Ask around.  Ask LegalZoom's top lawyer.  He agrees that too many lawyers are just being inefficient right now focusing on un-lawyer things.
...[H]e estimated that 70% to 80% of every hour billed by lawyers “probably doesn’t require a law license.” Finding new clients, wining and dining them and fretting over billing, he said, can be done by someone else. “That is not what lawyers should be spending their time doing.”
No kidding.  Stop billing your clients for these things, you inefficient private practitioners!
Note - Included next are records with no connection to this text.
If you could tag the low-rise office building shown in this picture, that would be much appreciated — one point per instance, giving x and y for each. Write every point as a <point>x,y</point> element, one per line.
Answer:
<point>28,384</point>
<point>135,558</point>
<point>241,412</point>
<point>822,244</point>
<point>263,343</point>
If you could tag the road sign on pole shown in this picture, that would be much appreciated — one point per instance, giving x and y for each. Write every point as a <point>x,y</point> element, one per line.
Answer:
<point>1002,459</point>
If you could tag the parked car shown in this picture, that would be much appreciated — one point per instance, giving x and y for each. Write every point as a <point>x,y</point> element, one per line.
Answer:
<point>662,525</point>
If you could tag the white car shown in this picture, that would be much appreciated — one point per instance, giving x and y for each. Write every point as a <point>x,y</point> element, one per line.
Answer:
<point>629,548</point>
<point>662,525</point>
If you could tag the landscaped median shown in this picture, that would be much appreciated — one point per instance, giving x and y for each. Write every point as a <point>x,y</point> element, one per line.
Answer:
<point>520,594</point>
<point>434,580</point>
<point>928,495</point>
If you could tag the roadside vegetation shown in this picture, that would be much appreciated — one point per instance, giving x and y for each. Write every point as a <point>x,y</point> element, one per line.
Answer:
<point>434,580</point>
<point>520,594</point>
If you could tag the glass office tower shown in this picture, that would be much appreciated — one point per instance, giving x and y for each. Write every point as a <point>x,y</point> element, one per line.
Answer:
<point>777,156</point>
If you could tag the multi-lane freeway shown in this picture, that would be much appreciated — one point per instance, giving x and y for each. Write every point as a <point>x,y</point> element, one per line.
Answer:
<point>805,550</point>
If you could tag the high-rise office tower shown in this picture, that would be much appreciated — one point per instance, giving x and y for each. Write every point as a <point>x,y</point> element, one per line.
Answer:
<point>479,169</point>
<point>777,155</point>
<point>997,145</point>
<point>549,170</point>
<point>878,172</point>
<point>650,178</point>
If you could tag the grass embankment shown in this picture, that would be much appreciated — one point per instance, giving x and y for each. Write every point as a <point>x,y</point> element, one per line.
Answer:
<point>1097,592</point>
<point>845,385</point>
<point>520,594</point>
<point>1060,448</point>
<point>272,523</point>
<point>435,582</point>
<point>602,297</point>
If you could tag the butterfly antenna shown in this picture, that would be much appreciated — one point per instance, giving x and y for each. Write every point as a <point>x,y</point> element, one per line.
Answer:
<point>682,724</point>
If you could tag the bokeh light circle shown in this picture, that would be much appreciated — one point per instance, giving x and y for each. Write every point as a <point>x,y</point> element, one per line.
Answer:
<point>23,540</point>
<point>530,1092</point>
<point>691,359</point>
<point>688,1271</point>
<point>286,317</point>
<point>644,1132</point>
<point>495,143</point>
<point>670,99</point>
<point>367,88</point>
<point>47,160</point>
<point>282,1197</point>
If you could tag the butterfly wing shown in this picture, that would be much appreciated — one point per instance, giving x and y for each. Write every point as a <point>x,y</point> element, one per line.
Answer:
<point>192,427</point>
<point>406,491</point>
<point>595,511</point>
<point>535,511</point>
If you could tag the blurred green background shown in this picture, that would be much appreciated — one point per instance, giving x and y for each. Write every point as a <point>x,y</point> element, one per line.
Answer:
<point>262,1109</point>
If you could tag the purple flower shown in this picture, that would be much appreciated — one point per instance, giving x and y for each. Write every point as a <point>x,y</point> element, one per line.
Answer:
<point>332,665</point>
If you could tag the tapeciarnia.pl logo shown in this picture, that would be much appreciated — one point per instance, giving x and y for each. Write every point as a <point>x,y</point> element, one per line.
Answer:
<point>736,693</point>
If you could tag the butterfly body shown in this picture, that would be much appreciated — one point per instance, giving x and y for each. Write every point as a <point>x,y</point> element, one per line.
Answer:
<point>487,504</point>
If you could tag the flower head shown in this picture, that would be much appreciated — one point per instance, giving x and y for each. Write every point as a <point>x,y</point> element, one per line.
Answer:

Do some of that interesting work instead!

And once we get this technology to free up lawyers for that interesting work, WE MIGHT EVEN NEED MORE LAW SCHOOLS!
LegalZoom's Rampenthal said technology may well shrink the job market in the short term, but if costs go down, public demand for legal services will eventually rise. In the long term, he said, demand for lawyers could rebound and more law schools may open.
Hail the future!

Dean Perlman agrees that this technological disruption has more or less created a buying opportunity for the economically shrewd prospective student:
It’s actually “a great time” to go into the legal profession, he said. “From my perspective, it is an especially exciting time to be part of the legal industry, because I think it is changing more significantly and more rapidly than at any time in anyone’s memory.”
I remember a decade ago discussing Amazon with some MBA homies.  A few of them - wild masturbatory loners, really - predicted it would be the eventual end of retail.  "NO!" I said, "it's actually an especially exciting time to be a part of the retail industry, because I think it is changing more significantly and rapidly than at any time in anyone's memory."

I've been buying up Sears and Penney's stock for years.  They're not dying companies, just significantly changing ones.  It's an exciting time to be investing, if you completely disregard the rational conclusions that result from reviewing every fragment of  objective evidence.

Happy 4th of July, readers.  As you watch fireworks beautifully explode like the career dreams of a generation, please remember to make your monthly student loan debt payments.  Some of us have mistresses with expensive habits.